Он понимающе кивнул, выпил еще и пошел на улицу, сказав, что сейчас позвонит и меня отвезут домой. Я вышел следом, закурил сигарету, и пока Рома пошел в дом, приблизился к тем двоим, теперь сидящим у гаража на краю тротуара с печальными лицами.
– Ты чем меня вырубил? – спросил я, глядя на Колиного подельника.
Он бросил обнимать себя за отбитые бока, сунул руку за пазуху и протянул вперед перемотанный красной изолентой электрошокер. Прежде я таких не видел и из баловства нажал кнопку. Аппарат зарычал, играя электрическими дугами между контактов, ребята от этого звука вздрогнули так, словно их уже к ним прислонили. В общем, спецсредство я положил себе в карман, прежде уловив в глазах паренька печаль ребенка, лишившегося игрушки. Смотрел на них теперь и даже намека на злость в себе не находил. Да и сильней чем Рома, я точно не смог бы их наказать, хотя скорее всего и не стал бы.
Когда я вернулся Надя сидела за кухонным столом и читала отцовскую книжку, сразу вскочив, как только меня увидела.

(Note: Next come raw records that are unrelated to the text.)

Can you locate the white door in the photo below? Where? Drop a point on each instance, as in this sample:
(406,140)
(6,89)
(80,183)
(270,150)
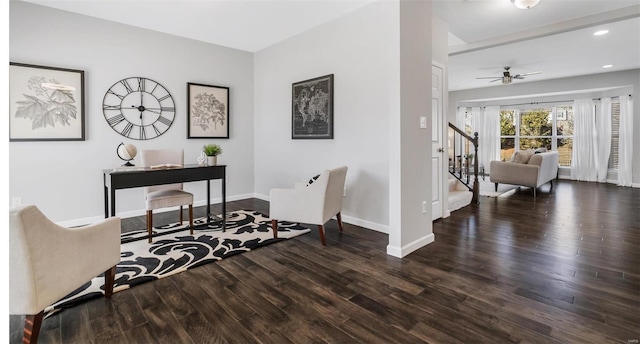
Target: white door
(437,153)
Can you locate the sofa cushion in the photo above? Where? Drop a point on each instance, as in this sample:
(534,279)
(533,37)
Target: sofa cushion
(522,157)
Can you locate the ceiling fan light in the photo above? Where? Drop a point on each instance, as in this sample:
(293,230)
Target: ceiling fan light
(525,4)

– Что?! – округлив глаза, вскрикнула она.
– Нормально. Но о таких ухажерах нужно предупреждать, это же не то, что наши – подрались-разошлись, эти могут и электричеством начать пытать… – с насмешкой ответил я.
– Ты серьезно? – испугано замерев, выдохнула Надя.
– Нет, но предупредить стоило. Иначе выходит, что ты меня используешь, – усаживаясь за стол напротив нее, сказал я. – Или даже не так – просто водишь вслепую!
– Но ты же меня не спрашивал. Будешь спрашивать расскажу, не будешь не узнаешь ничего… нужно интересоваться моей жизнью. Кстати, ты ведь тоже не все мне рассказываешь, так? И может быть – это не хождение вслепую, а твой и мой выбор, а там за ним и целая судьба? – игриво покачиваясь на моих коленях, произнесла Надя.
Честно говоря, меня ошарашил ее ответ не меньше, чем недавний удар электричеством, а Надя, будто и не замечая застывшего вопроса в моих глазах, вдруг спросила:
– А где твой отец?
– На работе – государственную тайну охраняет и учетные карточки призывников!
– А в чем тайна?
– Тайна в том, что никаких карточек там нет! Только подрамники от советских транспарантов, которые не смог украсть завхоз и пыльный призрак военкома. Он ходит по пустым кабинетам и скрипит казенными ботинками! – Немного невпопад рассмеялся я, и вдруг задумался. Чем сегодняшний день мог обернуться, если бы эти кретины, приехали не к Поролону, а к кому-нибудь еще? Хотя разве такое может быть, чтобы все по-другому? Вот и Надя говорит – судьба.
Своим друзьям я тогда ничего не сказал. Промолчал и о моей встрече с Маратом. А вообще у этих тоже жизнь не стояла на месте, время от времени выписывая неумелые кульбиты начинающего танцора и все больше высвечивала характер каждого.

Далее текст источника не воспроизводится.